Last Friday evening I crossed a couple of items off my to-do list in one hit - eating dosa for the first time and purchasing vegan takeaway food from my local suburb. I've been hankering to try dosas ever since reading about them on blogs and have considered attempting to make my own yet I thought it would be a good idea to try the real deal first.
We have lived in Clayton for almost 10 years and haven’t purchased takeaway food or dined at local restaurants for the past three years. Our more recent eating out experiences usually involve travelling to another suburb to eat at a restaurant we know has a variety of good vegan options. Clayton is home to several Indian restaurants as well as Chinese, Malaysian, Korean, Vietnamese, Thai, Indonesian and Japanese. In the midst of searching for the closest place to buy dosa, I was delighted to discover that Punjab cafe, one of our local Indian eateries, listed a variety of dosas on their menu. The man wasn't entirely keen on the sound of them and it took a couple of weeks of not-so-subtle hints for him to come around to the idea.
Punjab cafe is reminiscent of the other Indian eateries around Clayton, the decor is cheap and minimal, the clientele is mainly of Indian origin and the food is fairly inexpensive. After speaking with the waiter and chef to inform them of our dietary requirements we ordered a couple of masala dosas ($7.50 each), bindhi masala (okra curry - $7.50) and garlic naan ($2 each). I've been under the impression that naan dough usually contains yoghurt (as most recipes I've seen include it) but we were assured that there would be no yoghurt or other dairy products in the naan and that it could be topped with vegetable oil and garlic.

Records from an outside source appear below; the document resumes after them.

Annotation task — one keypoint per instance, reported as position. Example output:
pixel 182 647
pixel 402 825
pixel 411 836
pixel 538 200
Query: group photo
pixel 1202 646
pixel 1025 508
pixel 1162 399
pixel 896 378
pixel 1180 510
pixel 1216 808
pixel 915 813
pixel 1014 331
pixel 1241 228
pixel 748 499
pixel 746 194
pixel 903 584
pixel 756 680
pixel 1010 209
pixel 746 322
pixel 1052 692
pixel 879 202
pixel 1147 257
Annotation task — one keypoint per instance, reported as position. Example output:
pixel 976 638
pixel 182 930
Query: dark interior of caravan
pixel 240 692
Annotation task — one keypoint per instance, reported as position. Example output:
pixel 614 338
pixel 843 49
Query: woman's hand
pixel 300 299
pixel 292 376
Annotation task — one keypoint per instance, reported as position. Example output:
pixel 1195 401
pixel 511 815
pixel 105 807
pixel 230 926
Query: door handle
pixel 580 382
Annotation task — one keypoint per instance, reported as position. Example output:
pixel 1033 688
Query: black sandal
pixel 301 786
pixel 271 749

The man succumbed to the gorgeous aroma of garlic naan during our trip home, tearing off a few pieces to keep him satisfied until we could get stuck into the rest of the food. The masala dosa was as wonderful as I imagined it would be – a thin crispy pancake made with a fermented lentil and rice batter filled with spiced potatoes, accompanied by a tangy dal. I was expecting some chutneys to be included with our meal as I think they are usually served with dosas, perhaps they forgot to include them? The bindhi masalas I've eaten in the past have been served in a sauce/gravy so I was little surprised to find that this version was a dry curry. We ordered it to be hot and were pleased that it delivered on spiciness.
My first dosa experience was thoroughly enjoyable and has made me eager to try more dosas at other Indian restaurants for comparative purposes. I would also like have a go at making dosas at home although they will need to be a miniature versions as I don't own a frying pan large enough to make dosas bigger than our dinner plates!